Hani bir keresinde annem evde yokken bütün evi dağıtmıştık. Sonra annem 5 dakika sonra oradayım dediğinde götümüz tutuşmuştu ve o korkuyla bütün evi 5 dakikada toplamıştık. Hatırladınmı?  Mesajı beş kez üst üste okuduktan sonra kendi kendime buruk bir biçimde gülümseyip tekrar sildim. 

Yazıp, yazıp siliyorum. Eskiden alakasız, saçma bile olsa rahatca yazabiliyordum sana. Şimdi bu aramızdaki mesafe neden? Bu kırgınlık Neden? Kimse anlamazdı, sen anlardın. Neden gittin?

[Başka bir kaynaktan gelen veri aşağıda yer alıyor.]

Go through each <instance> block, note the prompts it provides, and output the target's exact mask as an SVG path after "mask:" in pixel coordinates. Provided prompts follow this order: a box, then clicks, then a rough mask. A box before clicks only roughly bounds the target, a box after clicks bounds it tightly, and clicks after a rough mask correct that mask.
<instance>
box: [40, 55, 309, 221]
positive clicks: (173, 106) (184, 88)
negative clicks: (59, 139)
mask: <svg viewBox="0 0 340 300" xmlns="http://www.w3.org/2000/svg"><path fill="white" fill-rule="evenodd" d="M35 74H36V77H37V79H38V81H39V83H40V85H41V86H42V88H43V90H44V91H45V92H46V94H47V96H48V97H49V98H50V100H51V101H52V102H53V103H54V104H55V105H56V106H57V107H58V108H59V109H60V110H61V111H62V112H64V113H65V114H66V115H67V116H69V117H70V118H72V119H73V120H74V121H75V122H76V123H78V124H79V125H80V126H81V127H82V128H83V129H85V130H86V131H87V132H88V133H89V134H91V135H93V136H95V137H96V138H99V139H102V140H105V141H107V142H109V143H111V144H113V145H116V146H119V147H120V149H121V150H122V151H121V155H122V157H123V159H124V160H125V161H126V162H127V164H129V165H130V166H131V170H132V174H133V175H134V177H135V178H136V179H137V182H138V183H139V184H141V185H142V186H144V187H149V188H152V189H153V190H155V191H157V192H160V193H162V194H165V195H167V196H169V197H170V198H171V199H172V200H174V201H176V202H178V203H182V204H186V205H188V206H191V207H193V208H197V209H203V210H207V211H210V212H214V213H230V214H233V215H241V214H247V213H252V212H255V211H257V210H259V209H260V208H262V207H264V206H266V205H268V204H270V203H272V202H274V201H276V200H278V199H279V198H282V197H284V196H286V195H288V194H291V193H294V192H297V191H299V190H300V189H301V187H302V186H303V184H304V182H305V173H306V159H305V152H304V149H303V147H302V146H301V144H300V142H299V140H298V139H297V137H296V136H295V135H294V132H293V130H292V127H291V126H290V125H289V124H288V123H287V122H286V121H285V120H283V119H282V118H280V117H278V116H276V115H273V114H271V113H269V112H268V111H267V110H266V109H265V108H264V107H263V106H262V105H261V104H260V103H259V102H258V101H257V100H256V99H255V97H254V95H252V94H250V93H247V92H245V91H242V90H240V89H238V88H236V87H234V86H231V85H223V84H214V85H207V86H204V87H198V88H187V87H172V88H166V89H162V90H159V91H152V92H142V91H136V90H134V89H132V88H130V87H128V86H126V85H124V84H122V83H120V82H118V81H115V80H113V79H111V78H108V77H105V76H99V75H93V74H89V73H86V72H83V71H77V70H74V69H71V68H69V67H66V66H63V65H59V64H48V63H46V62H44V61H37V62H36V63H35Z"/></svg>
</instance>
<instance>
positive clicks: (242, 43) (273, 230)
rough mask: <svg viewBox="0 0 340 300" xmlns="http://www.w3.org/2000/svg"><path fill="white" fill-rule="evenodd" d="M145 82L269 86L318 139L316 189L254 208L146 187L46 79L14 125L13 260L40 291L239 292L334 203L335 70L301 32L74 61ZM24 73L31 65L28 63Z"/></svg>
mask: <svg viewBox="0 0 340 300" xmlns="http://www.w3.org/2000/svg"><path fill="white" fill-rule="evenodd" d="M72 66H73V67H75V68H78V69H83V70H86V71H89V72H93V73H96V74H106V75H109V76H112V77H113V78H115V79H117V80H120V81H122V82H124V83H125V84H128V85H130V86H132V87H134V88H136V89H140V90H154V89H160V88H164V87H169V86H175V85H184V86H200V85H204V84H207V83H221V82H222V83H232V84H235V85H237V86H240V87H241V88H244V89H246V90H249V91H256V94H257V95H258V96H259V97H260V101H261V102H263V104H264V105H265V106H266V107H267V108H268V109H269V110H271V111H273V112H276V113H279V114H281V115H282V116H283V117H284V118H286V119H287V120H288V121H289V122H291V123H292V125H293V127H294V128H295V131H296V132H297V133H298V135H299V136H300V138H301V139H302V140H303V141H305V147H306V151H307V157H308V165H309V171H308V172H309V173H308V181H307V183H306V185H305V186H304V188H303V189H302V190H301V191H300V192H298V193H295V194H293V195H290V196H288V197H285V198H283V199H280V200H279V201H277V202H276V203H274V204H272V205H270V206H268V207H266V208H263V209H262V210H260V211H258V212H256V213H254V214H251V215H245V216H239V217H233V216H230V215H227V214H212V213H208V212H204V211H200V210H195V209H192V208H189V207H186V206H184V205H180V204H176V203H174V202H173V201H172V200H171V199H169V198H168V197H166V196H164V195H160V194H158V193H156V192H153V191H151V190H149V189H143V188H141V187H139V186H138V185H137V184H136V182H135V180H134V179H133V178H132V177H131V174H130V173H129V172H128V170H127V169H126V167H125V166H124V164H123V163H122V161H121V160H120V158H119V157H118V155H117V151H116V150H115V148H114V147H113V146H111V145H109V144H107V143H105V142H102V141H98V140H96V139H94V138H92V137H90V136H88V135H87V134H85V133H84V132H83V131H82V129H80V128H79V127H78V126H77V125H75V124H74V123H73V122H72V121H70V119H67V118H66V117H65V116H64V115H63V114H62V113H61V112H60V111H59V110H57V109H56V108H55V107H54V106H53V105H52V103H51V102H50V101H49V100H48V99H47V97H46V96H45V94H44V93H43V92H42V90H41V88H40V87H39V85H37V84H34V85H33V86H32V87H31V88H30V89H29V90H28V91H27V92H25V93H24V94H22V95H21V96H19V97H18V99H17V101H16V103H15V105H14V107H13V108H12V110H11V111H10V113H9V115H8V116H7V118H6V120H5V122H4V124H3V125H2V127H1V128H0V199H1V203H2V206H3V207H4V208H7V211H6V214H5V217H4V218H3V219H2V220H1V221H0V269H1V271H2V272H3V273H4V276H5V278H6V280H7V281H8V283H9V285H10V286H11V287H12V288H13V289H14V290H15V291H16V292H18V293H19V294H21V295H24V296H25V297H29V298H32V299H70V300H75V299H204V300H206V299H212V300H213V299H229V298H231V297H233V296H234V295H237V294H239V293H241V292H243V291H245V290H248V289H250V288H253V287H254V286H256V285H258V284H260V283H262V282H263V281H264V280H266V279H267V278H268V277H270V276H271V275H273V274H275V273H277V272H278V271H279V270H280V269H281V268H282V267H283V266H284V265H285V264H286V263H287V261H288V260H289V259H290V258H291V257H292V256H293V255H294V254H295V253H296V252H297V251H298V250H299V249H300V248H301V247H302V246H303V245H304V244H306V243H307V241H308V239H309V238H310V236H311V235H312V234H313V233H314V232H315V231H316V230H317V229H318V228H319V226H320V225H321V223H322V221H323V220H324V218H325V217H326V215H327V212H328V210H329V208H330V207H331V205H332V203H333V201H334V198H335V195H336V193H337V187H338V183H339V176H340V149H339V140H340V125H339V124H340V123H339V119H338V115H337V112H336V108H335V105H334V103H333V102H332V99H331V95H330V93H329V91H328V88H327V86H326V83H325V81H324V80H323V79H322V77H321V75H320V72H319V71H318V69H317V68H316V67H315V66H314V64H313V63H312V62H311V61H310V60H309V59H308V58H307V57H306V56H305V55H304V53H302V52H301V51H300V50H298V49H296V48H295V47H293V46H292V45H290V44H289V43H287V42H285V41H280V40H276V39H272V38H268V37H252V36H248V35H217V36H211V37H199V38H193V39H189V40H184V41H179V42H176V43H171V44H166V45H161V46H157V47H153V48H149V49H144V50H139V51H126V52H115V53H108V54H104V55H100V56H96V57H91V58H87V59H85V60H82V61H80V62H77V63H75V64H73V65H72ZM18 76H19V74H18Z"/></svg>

Napıyorsun sen Miray? Mesajı silip yeniden sıranın altına koydum. Çok aptaldım. Ardından hemen Fizikçinin kulakları delen sesini duydum. "Napıyorsun sen Miray?" dedi bana doğru gelirken. Ah hocam, o soruyu az önce ben de kendime sordum merak etmeyin. "Mesaj yazıyorum hocam." Dedim omzumu silkerek. Yalan söyleyecek bir şey yoktu çünkü artık bezmiştim. Kaybedek bir şeyim yoktu.

Belki de vardı...

"Demek mesaj yazıyorsun? O zaman bu sorunun cevabını da biliyorsundur. Seni tahtaya davet ediyorum." Dedi kollarını göğsünde birleştirip. Uyuz kadın ya. Bunu yüzüncü kez söylüyorum belki; buradan mezun olup gidince hepinizi bir depoya kapatıp tek tek işkence edeceğim. Sıradan kalkıp tahtaya doğru giderken bütün sınıfın bana baktığını hissettim. Nasıl derlerdi ? Ördek bakışı falan? Evet evet o, siz çok iyi anladınız bence.

***

Ders çıkışında midem kazınmıştı. Ben, Miray Dinçer'im. Yani depresyonda olduğum zaman yemeden içmeden kesilip iskelete dönmezdim. Bunu yapmaya çalışsam da ancak 1-2 saat sürerdi. Kendimi tamamen yemeğe verirdim. Bu yüzden iki kat aşağıda olan kantine inip kendime bir paket çikolata aldım. Sınıfa geri dönerken Barkın'la karşılaştım. Yanında iki çıtır kız vardı. Ne olduğunu anlamaya çalışırken elimde paketi sıyrılmış olan çikolatayla öylece dikiliyordum. Gülüşerek yanımdan geçip kantine girdiler. Hem bana kızıyordu, hem kendisi yapıyordu. Gerizekalı! Sinirden ne yapacağımı şaşırmıştım, çikolata boğazıma dizilmişti resmen. Sınıfa girip sinirle sırama geçtim. Gözlerim dolmak üzereydi, ani tepkimi anlayamasam da gerçekten sinirliydim. Bana yapılanın aynısını kendisi yapıyordu ve bunu hazmedemiyordum işte. 

Sanane Miray?

Barkın istediği kızla takılır.

Sen kimsin ki Miray ona karışıyorsun?

İç sesimi susturmak istercesine gözlerimi sımsıkı kapadım ve başımı sıraya gömdüm. Bir kaç dakikanın ardından çalan telefonumun zil sesiyle oflayarak arka cebimde yer edinmiş telefonu alarak kulağıma götürdüm.